Illustration Actu17 ©

Jugé et acquitté pour le viol d’une fillette de 11 ans en première instance, un homme âgé de 22 ans au moment des faits a été condamné en appel à 7 ans de prison.

Un homme accusé du viol d’une fillette de 11 ans avait été acquitté par la cour d’assises de Seine-et-Marne il y a un an, provoquant un vif débat sur l’instauration d’un âge minimum de consentement à un acte sexuel.

La victime était tombée enceinte

Les faits s’étaient déroulés en août 2009. La jeune fille de 11 ans avait suivi l’accusé dans un parc. L’homme était alors âgé de 22 ans.

La famille de la victime avait découvert cette histoire en s’apercevant que leur fille était enceinte, en 2010. La fillette avait alors été placée en famille d’accueil.

L’accusé a pour sa part, toujours expliqué que la relation était consentie.

Jugé par la cour d’assises de Paris en appel le 7 novembre dernier, l’accusé a été condamné à une peine de 7 ans de prison. Sa peine a été assortie d’une inscription sur le fichier des délinquants sexuels selon plusieurs sources concordantes.

La qualification du viol n’avait pas été retenue

En août 2017, la première cour d’assises avait expliqué que le viol ne pouvait être retenu si l’on s’en tenait aux éléments constitutifs de ce crime. L’accusé avait été acquitté et le procureur de la République avait alors fait appel de cette décision, alors qu’il avait requis une peine de 8 ans de prison.

Un acquittement qui était arrivé dans le même temps qu’une autre affaire, dans le Val-d’Oise, où un homme de 28 ans avait été accusé de viol sur une jeune fille de 11 ans.

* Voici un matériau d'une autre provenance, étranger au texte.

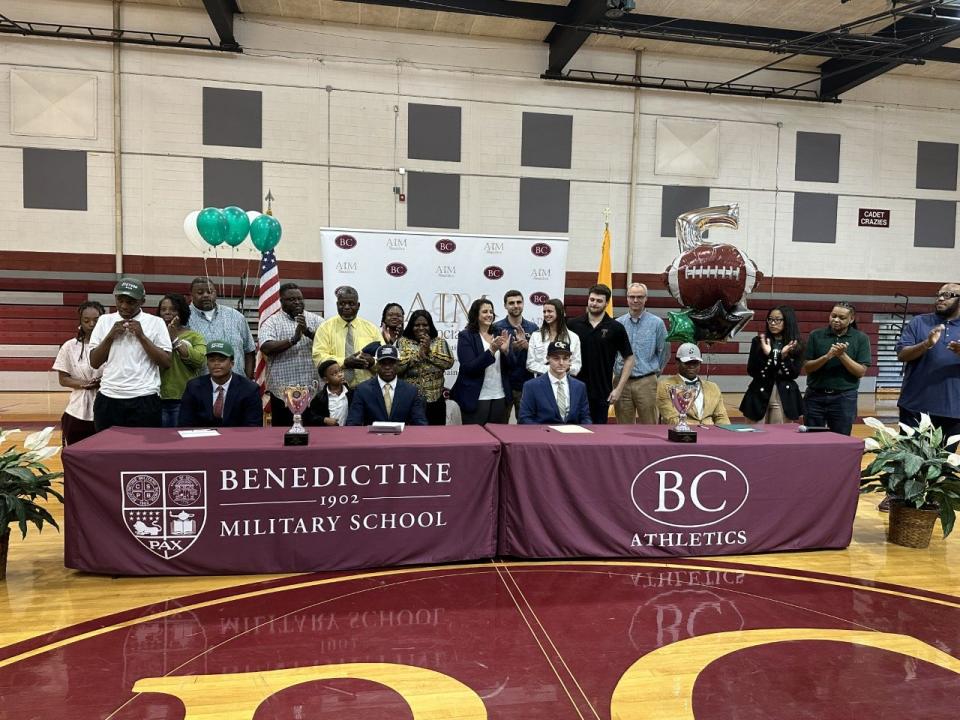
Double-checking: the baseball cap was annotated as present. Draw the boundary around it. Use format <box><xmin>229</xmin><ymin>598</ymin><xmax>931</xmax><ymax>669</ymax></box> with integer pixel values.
<box><xmin>677</xmin><ymin>343</ymin><xmax>703</xmax><ymax>362</ymax></box>
<box><xmin>376</xmin><ymin>345</ymin><xmax>400</xmax><ymax>362</ymax></box>
<box><xmin>547</xmin><ymin>340</ymin><xmax>571</xmax><ymax>355</ymax></box>
<box><xmin>207</xmin><ymin>340</ymin><xmax>235</xmax><ymax>359</ymax></box>
<box><xmin>113</xmin><ymin>278</ymin><xmax>146</xmax><ymax>300</ymax></box>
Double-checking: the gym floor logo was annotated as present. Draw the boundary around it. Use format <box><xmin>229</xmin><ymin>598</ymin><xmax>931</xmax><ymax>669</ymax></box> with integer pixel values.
<box><xmin>120</xmin><ymin>470</ymin><xmax>207</xmax><ymax>560</ymax></box>
<box><xmin>630</xmin><ymin>455</ymin><xmax>750</xmax><ymax>528</ymax></box>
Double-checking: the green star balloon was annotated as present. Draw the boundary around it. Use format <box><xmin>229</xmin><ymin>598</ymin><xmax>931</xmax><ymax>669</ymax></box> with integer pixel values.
<box><xmin>667</xmin><ymin>308</ymin><xmax>694</xmax><ymax>343</ymax></box>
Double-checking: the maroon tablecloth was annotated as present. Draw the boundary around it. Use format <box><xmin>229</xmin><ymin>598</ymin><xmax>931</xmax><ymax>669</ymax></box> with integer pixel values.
<box><xmin>487</xmin><ymin>425</ymin><xmax>863</xmax><ymax>558</ymax></box>
<box><xmin>63</xmin><ymin>427</ymin><xmax>500</xmax><ymax>575</ymax></box>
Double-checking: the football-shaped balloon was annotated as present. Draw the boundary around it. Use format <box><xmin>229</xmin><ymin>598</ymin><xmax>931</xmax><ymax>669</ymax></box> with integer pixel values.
<box><xmin>666</xmin><ymin>243</ymin><xmax>762</xmax><ymax>310</ymax></box>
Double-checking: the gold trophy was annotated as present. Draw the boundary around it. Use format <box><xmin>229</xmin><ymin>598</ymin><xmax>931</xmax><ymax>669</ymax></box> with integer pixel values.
<box><xmin>667</xmin><ymin>383</ymin><xmax>700</xmax><ymax>442</ymax></box>
<box><xmin>283</xmin><ymin>380</ymin><xmax>320</xmax><ymax>445</ymax></box>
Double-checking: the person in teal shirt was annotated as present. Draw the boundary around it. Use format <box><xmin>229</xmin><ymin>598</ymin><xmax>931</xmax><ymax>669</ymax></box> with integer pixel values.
<box><xmin>803</xmin><ymin>302</ymin><xmax>870</xmax><ymax>435</ymax></box>
<box><xmin>157</xmin><ymin>293</ymin><xmax>207</xmax><ymax>427</ymax></box>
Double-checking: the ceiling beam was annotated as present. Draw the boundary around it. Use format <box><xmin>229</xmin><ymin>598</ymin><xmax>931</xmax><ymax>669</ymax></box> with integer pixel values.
<box><xmin>340</xmin><ymin>0</ymin><xmax>567</xmax><ymax>23</ymax></box>
<box><xmin>820</xmin><ymin>8</ymin><xmax>960</xmax><ymax>98</ymax></box>
<box><xmin>544</xmin><ymin>0</ymin><xmax>607</xmax><ymax>76</ymax></box>
<box><xmin>203</xmin><ymin>0</ymin><xmax>240</xmax><ymax>50</ymax></box>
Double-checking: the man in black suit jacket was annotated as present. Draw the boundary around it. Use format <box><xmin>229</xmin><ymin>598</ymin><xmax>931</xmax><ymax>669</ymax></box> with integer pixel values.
<box><xmin>347</xmin><ymin>345</ymin><xmax>427</xmax><ymax>425</ymax></box>
<box><xmin>180</xmin><ymin>340</ymin><xmax>263</xmax><ymax>427</ymax></box>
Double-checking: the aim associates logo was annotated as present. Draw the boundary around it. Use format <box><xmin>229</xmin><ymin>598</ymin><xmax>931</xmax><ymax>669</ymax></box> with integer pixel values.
<box><xmin>630</xmin><ymin>454</ymin><xmax>750</xmax><ymax>528</ymax></box>
<box><xmin>0</xmin><ymin>564</ymin><xmax>960</xmax><ymax>720</ymax></box>
<box><xmin>120</xmin><ymin>470</ymin><xmax>207</xmax><ymax>560</ymax></box>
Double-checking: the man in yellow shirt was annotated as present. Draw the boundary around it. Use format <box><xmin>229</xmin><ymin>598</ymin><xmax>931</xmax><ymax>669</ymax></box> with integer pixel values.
<box><xmin>312</xmin><ymin>285</ymin><xmax>382</xmax><ymax>387</ymax></box>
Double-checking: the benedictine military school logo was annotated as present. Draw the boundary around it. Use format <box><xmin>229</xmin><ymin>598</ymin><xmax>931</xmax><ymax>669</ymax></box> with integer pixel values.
<box><xmin>120</xmin><ymin>470</ymin><xmax>207</xmax><ymax>560</ymax></box>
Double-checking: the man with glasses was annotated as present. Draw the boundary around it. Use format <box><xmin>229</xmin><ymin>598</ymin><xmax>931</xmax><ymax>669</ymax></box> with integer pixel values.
<box><xmin>897</xmin><ymin>283</ymin><xmax>960</xmax><ymax>448</ymax></box>
<box><xmin>613</xmin><ymin>283</ymin><xmax>667</xmax><ymax>425</ymax></box>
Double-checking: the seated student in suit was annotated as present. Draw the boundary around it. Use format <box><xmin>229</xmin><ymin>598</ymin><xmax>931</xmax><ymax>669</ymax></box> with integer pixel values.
<box><xmin>657</xmin><ymin>343</ymin><xmax>730</xmax><ymax>425</ymax></box>
<box><xmin>517</xmin><ymin>340</ymin><xmax>593</xmax><ymax>425</ymax></box>
<box><xmin>303</xmin><ymin>360</ymin><xmax>353</xmax><ymax>427</ymax></box>
<box><xmin>347</xmin><ymin>345</ymin><xmax>427</xmax><ymax>425</ymax></box>
<box><xmin>180</xmin><ymin>340</ymin><xmax>263</xmax><ymax>427</ymax></box>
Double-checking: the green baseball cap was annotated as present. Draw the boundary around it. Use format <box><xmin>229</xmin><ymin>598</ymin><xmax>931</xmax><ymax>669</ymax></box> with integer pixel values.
<box><xmin>207</xmin><ymin>340</ymin><xmax>235</xmax><ymax>360</ymax></box>
<box><xmin>113</xmin><ymin>278</ymin><xmax>146</xmax><ymax>300</ymax></box>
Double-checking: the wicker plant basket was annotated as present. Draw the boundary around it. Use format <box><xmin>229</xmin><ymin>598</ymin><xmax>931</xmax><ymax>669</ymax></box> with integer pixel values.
<box><xmin>887</xmin><ymin>500</ymin><xmax>940</xmax><ymax>548</ymax></box>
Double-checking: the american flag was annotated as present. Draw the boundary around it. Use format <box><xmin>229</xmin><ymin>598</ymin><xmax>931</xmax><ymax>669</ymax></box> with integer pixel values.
<box><xmin>254</xmin><ymin>250</ymin><xmax>280</xmax><ymax>410</ymax></box>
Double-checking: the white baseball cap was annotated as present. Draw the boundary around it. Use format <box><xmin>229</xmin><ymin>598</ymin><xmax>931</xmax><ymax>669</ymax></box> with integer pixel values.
<box><xmin>677</xmin><ymin>343</ymin><xmax>703</xmax><ymax>362</ymax></box>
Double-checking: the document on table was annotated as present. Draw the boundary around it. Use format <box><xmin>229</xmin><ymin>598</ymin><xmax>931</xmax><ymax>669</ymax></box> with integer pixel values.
<box><xmin>547</xmin><ymin>425</ymin><xmax>593</xmax><ymax>434</ymax></box>
<box><xmin>177</xmin><ymin>428</ymin><xmax>220</xmax><ymax>437</ymax></box>
<box><xmin>714</xmin><ymin>423</ymin><xmax>763</xmax><ymax>432</ymax></box>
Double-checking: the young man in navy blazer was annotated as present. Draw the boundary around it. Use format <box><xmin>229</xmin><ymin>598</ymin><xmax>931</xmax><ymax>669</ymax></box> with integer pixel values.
<box><xmin>517</xmin><ymin>341</ymin><xmax>593</xmax><ymax>425</ymax></box>
<box><xmin>180</xmin><ymin>340</ymin><xmax>263</xmax><ymax>427</ymax></box>
<box><xmin>347</xmin><ymin>345</ymin><xmax>427</xmax><ymax>425</ymax></box>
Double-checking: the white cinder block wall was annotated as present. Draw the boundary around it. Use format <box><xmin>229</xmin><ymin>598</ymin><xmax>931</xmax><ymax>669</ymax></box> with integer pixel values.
<box><xmin>0</xmin><ymin>0</ymin><xmax>960</xmax><ymax>280</ymax></box>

Ces faits avaient été requalifiés en « atteinte sexuelle », une qualification nécessitant le consentement de la mineure, et non pour « viol », créant un tollé dans le pays. Une information judiciaire avait finalement été ouverte pour « viol ».

Une nouvelle loi

Une loi a depuis été créée au cours de l’été, et indique que lorsque les faits sont commis sur un mineur jusqu’à 15 ans « la contrainte morale ou la surprise sont caractérisées par l’abus de la vulnérabilité de la victime ne disposant pas du discernement nécessaire pour ces actes ».